The Celtic supporters I know want to do a whole lot better in Europe than they are now and that’s entirely reasonable, given how well the club has been run for years. Looking at smaller clubs competing in the Champions League tells you it can be done.

A manager with a proven track record on coaching and improving players that are already there – that is both practical and realistic.

The Celtic board highlighted at their AGM that £35m has been spent in the last three transfer windows, indicating they haven’t been complacent. But I would argue they are a long way from getting value for money on that outlay.

Christopher Jullien, Albian Ajeti, Vasilis Barkas, Patrik Klimala and Boli Bolingoli represent the bulk of that spending. While Jullien has been decent, none of the others mentioned are regarded as guaranteed starters.
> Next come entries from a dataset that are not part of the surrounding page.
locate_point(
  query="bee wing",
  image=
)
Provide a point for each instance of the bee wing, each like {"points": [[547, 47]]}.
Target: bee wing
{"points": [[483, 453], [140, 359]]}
The truth is there has been a growing number of disaffected fans and it’s not unreasonable to think Celtic would be better served with a more successful buying strategy.

For example, it’s entirely unacceptable for board members to decide on whether John McGinn or Craig Gordon sign or stay on at the club. By all means have an input on the financial implications, but don’t insist on the final say.

I’ve said it before that management is brutal and unforgiving. Lennon has now won the last five trophies available to him in Scotland – he can’t do anymore – but you cannot ignore the huge number of sensible, reasonable and fair-minded Celtic supporters who think there has been a collective ignorance to the growing challenge from Rangers.

Ten-in-a-row would have been another remarkable story at Celtic, it may still be, but brushing aside the progress of your only title challenger looks set to cost Celtic that fairytale.